McConnell opened the Senate on Tuesday by saying he was hopeful the chamber "can act on this legislation in short order."
President Donald Trump has been demanding $5.7 billion to build the wall with Mexico along the southern border, but Congress has refused to provide the money. Instead, bipartisan negotiators struck a tentative accord with nearly $1.4 billion for border barriers, far short of what Trump wanted.
The emerging deal also drops Democratic demands to seriously limit detentions of immigrants illegally in the U.S.
Congress hopes to vote on the measure before Friday's deadline to fund the government.
The tentative agreement to fund the federal government through the fiscal year and averts a shutdown gives President Donald Trump far less money than he sought for building a border wall with Mexico.

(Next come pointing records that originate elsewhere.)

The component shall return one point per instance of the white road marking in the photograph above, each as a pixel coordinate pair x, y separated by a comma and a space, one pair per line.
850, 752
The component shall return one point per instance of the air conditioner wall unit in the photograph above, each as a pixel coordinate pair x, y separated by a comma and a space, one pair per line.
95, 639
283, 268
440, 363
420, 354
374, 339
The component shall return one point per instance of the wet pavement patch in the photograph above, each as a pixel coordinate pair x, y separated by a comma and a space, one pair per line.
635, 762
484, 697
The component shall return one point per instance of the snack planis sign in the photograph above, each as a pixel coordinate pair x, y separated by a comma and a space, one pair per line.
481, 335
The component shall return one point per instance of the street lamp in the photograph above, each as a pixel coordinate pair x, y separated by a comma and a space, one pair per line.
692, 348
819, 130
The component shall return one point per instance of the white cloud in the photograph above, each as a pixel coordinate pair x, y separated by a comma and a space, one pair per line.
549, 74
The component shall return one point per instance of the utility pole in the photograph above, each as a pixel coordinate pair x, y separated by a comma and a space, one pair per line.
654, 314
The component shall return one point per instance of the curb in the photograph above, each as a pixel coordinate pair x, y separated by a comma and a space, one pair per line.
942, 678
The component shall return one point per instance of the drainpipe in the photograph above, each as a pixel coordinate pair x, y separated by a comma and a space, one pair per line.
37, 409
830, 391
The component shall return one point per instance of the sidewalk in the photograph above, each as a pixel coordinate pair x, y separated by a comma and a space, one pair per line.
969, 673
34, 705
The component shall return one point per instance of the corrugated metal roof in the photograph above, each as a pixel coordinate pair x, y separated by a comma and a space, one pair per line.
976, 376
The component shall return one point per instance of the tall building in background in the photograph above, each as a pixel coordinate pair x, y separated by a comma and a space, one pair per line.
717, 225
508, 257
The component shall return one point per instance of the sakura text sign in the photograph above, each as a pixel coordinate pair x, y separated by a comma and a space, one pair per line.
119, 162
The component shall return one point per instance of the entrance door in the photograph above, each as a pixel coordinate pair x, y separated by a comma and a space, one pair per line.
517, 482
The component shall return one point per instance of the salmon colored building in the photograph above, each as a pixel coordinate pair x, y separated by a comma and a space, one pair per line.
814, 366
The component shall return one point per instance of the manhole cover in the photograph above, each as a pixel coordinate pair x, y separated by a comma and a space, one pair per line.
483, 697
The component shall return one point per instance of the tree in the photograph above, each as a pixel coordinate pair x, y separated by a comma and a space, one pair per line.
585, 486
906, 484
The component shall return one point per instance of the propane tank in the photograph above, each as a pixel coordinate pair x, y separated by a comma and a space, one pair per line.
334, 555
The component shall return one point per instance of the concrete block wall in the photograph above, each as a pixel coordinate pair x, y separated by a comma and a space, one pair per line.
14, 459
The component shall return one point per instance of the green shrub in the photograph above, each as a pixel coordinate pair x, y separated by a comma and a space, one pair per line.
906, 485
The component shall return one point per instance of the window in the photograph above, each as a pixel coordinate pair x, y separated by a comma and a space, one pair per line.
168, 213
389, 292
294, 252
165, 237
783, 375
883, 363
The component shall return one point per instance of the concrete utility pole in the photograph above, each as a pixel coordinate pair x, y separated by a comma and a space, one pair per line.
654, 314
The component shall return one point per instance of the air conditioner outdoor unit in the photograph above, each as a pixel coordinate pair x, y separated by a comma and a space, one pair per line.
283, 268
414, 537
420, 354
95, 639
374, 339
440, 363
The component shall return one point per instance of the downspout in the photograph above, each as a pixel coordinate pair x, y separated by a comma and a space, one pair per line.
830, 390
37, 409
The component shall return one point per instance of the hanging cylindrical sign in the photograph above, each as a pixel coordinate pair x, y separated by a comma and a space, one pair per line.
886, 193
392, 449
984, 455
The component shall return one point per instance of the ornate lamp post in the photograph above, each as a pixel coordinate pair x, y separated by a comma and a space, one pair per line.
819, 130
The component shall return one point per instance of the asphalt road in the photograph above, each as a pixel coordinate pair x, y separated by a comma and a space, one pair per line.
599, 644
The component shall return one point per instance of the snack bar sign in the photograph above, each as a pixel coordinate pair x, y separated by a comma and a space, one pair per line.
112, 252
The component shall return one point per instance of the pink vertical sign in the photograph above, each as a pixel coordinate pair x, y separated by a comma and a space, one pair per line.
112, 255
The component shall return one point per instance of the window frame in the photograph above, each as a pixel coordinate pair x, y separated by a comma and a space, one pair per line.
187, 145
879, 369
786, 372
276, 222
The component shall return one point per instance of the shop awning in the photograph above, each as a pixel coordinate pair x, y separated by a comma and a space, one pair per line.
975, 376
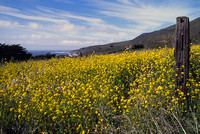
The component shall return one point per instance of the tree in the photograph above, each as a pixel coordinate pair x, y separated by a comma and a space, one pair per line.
13, 52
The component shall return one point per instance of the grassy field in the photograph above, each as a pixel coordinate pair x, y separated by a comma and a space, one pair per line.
130, 92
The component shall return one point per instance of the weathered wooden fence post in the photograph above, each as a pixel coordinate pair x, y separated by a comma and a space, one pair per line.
182, 48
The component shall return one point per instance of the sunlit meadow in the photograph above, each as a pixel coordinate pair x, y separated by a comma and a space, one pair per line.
116, 93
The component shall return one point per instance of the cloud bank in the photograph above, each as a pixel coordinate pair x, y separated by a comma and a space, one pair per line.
108, 21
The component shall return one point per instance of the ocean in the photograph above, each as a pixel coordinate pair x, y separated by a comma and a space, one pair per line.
43, 52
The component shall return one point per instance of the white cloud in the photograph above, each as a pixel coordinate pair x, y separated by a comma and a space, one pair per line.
4, 23
34, 25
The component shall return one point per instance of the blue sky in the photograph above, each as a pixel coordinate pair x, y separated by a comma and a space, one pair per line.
72, 24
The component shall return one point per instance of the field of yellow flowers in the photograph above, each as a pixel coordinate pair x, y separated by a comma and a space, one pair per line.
130, 92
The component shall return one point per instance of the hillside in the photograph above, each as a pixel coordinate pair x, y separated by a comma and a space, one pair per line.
153, 39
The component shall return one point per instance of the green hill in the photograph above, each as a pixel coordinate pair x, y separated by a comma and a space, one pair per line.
150, 40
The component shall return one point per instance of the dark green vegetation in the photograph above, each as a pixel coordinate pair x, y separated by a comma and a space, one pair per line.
151, 40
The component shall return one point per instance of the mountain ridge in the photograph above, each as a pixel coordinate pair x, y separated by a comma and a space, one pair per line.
155, 39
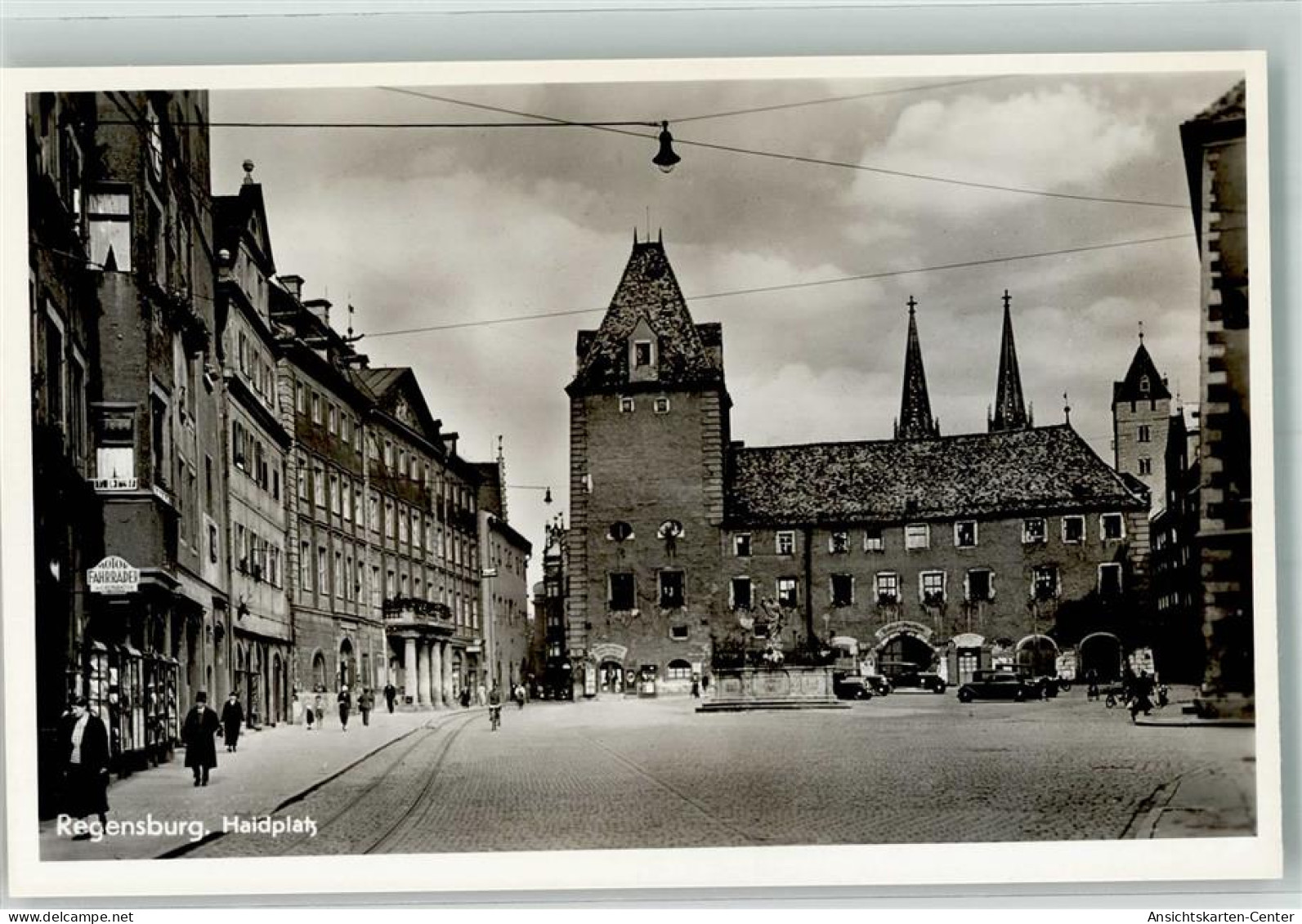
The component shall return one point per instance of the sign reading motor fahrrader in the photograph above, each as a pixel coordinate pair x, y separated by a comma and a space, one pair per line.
114, 575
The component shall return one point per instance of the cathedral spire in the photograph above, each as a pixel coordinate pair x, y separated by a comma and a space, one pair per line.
915, 421
1009, 404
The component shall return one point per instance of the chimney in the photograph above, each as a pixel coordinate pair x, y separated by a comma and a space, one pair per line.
294, 284
320, 309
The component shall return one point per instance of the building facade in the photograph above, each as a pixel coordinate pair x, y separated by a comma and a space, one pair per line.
64, 310
504, 588
158, 425
918, 553
425, 544
257, 445
1141, 423
1215, 158
338, 629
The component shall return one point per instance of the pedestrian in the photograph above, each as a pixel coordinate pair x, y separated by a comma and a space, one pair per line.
232, 717
85, 748
198, 732
345, 704
1091, 680
1141, 700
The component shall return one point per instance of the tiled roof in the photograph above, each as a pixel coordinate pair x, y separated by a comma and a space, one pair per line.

The deal hammered out Monday night provides nearly $1.4 billion, not the $5.7 billion the president had demanded and was at the center of the dispute that sparked last month's record shutdown.
The agreement calls for 55 miles of metal slats or other types of new fencing, not a concrete wall. The fencing would be built in the Rio Grande Valley in Texas.
The pact includes money for other border security measures, including advanced screening at border entry points and customs officers.
Aides revealed some details under condition of anonymity because the agreement is tentative.